We created a new publicly available database, VDJbase (vdjbase.org) which offers an easy searching and visualizations of data describing the complete sets of gene sequences (genotypes and haplotypes) inferred from adaptive immune receptor repertoire sequencing datasets. VDJbase is designed to act as a resource that will allow the scientific community to explore the genetic variability of the immunoglobulin (Ig) and T cell receptor (TR) gene loci. It can also assist in the investigation of Ig- and TR-related genetic predispositions to diseases. The database utilizes the Bayesian method of TIgGER for genotype inference and the new haplotype package RAbHIT which infers haplotype based on a novel Bayesian method. The inferred haplotypes and deletion patterns may have clinical implications for genetic predispositions to diseases. RAbHIT is integrated in the Immcantation tool suit, as an independent module. All relevant code for both VDJbase and RAbHIT can be freely downloaded and used from bitbucket (https://bitbucket.org/account/user/yaarilab/projects/GPHP)
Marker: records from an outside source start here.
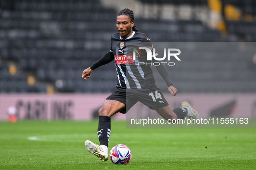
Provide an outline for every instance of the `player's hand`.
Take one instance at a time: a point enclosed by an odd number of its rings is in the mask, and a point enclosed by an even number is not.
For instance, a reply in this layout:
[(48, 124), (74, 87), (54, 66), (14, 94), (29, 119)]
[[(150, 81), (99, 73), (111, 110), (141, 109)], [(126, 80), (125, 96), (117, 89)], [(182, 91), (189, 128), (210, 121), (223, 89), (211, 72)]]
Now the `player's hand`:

VDJServer Analysis with the Immcantation Framework
Scott Christley1,*, Lindsay G. Cowell1
1Dept of Population and Data Sciences, UTSouthwestern Medical Center, Dallas, TX USA *Corresponding author
VDJServer is a cloud-based analysis portal for immune repertoire sequence data. The Immcantation tools, including pRESTO, Change-O, Allakazam and Shazam, have been provided within VDJServer since V1. These tools provide read pre-processing, clone definition, selection quantification, mutation frequencies and lineage tree reconstruction as some of the main capabilities to VDJServer users. We will describe how the Immcantation tools are integrated within VDJServer’s cloud infrastructure. VDJServer also provides a public data repository, the Community Data Portal, for publishing AIRR-seq studies, which is part of the AIRR Data Commons, a distributed system of data repositories that allow programmatic query and download of AIRR-seq data. VDJServer V2 is being refactored with tighter integration with the AIRR Data Commons, thus allowing users to perform comparative analysis between their private data and publicly queried AIRR-seq data. Furthermore, VDJServer’s web API is being redesigned to be less focused on job/tool execution, instead the API will provide entrypoints for specific analyses. We will discuss this new API design and how Immcantation fits within it, and how VDJServer users will be able to take advantage of the Immcantation framework on private data and public data queried from the AIRR Data Commons.